Although pro se pleadings are to be liberally construed, Haines v. Kerner, 404 U.S. 519, 520-21 (1972), the court recommends that this action be dismissed as frivolous.
In the complaint, plaintiff alleges that defendant Wells Fargo Bank has violated plaintiff's civil rights by "mishandling . . . his civil service checks." In order to state a claim for violation of civil rights under 42 U.S.C. § 1983, a plaintiff must allege that: (1) defendant was acting under color of state law at the time the complained of act was committed; and (2) defendant's conduct deprived plaintiff of rights, privileges or immunities secured by the Constitution or laws of the United States. 42 U.S.C. § 1983; West v. Atkins, 487 U.S. 42, 48 (1988).
Defendant Wells Fargo is a private actor. It did not act under color of state law when it allegedly mishandled plaintiff's bank account. No allegations in the complaint support a contrary construction of plaintiff's claim.

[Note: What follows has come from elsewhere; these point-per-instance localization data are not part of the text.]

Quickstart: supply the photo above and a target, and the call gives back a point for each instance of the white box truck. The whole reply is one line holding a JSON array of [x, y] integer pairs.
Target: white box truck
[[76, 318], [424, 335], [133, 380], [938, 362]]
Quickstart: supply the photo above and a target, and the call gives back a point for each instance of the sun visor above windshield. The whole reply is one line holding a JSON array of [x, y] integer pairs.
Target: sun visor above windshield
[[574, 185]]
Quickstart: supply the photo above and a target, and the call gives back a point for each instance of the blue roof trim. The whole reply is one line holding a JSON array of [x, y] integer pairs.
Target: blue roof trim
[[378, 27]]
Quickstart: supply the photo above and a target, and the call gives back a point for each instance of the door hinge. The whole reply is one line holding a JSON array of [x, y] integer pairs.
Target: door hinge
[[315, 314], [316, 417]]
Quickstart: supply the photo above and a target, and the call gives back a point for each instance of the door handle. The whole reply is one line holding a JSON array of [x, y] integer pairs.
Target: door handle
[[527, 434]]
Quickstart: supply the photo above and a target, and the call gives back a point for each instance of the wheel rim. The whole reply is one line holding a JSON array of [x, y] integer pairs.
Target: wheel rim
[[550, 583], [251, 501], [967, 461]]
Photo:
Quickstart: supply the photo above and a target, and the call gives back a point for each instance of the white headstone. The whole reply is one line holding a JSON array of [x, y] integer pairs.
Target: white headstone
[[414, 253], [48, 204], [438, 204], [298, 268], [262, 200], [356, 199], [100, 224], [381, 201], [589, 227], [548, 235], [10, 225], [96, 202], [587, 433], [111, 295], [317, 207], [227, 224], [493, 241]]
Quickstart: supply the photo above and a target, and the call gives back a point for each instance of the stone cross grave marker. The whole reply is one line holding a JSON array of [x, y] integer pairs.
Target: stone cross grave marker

Plaintiff has failed to establish that this court has jurisdiction over his claims. A federal court is a court of limited jurisdiction and may adjudicate only those cases authorized by the Constitution and by Congress. Kokkonen v. Guardian Life Ins. Co, 511 U.S. 375, 377 (1994). The basic federal jurisdiction statutes, 28 U.S.C. §§ 1331 1332, confer "federal question" and "diversity" jurisdiction, respectively. Federal question jurisdiction requires that the complaint (1) arise under a federal law or the U. S. Constitution, (2) allege a "case or controversy" within the meaning of Article III, § 2 of the U. S. Constitution, or (3) be authorized by a federal statute that both regulates a specific subject matter and confers federal jurisdiction. Baker v. Carr, 369 U.S. 186, 198 (1962). A case presumably lies outside the jurisdiction of the federal courts unless demonstrated otherwise. Kokkonen, 511 U.S. at 376-78. Lack of subject matter jurisdiction may be raised at any time by either party or by the court. Attorneys Trust v. Videotape Computer Products, Inc., 93 F.3d 593, 594-95 (9th Cir. 1996).
Plaintiff has not invoked any federal right or claim, nor has he plead diversity or any other facts to show that this court has subject matter jurisdiction over his claims against defendant. Thus, the court finds that no subject matter jurisdiction exists over plaintiff's claims.
Accordingly, the undersigned RECOMMENDS that this action be dismissed without prejudice.
These findings and recommendations are submitted to the United States District Judge assigned to the case, pursuant to the provisions of 28 U.S.C. § 636(b)(1). Within ten days after being served with these findings and recommendations, plaintiff may file written objections with the court. Such a document should be captioned "Objections to Magistrate Judge's Findings and Recommendations." Failure to file objections within the specified time may waive the right to appeal the District Court's order. Turner v. Duncan, 158 F.3d 449, 455 (9th Cir. 1998); Martinez v. Ylst, 951 F.2d 1153, 1157 (9th Cir. 1991).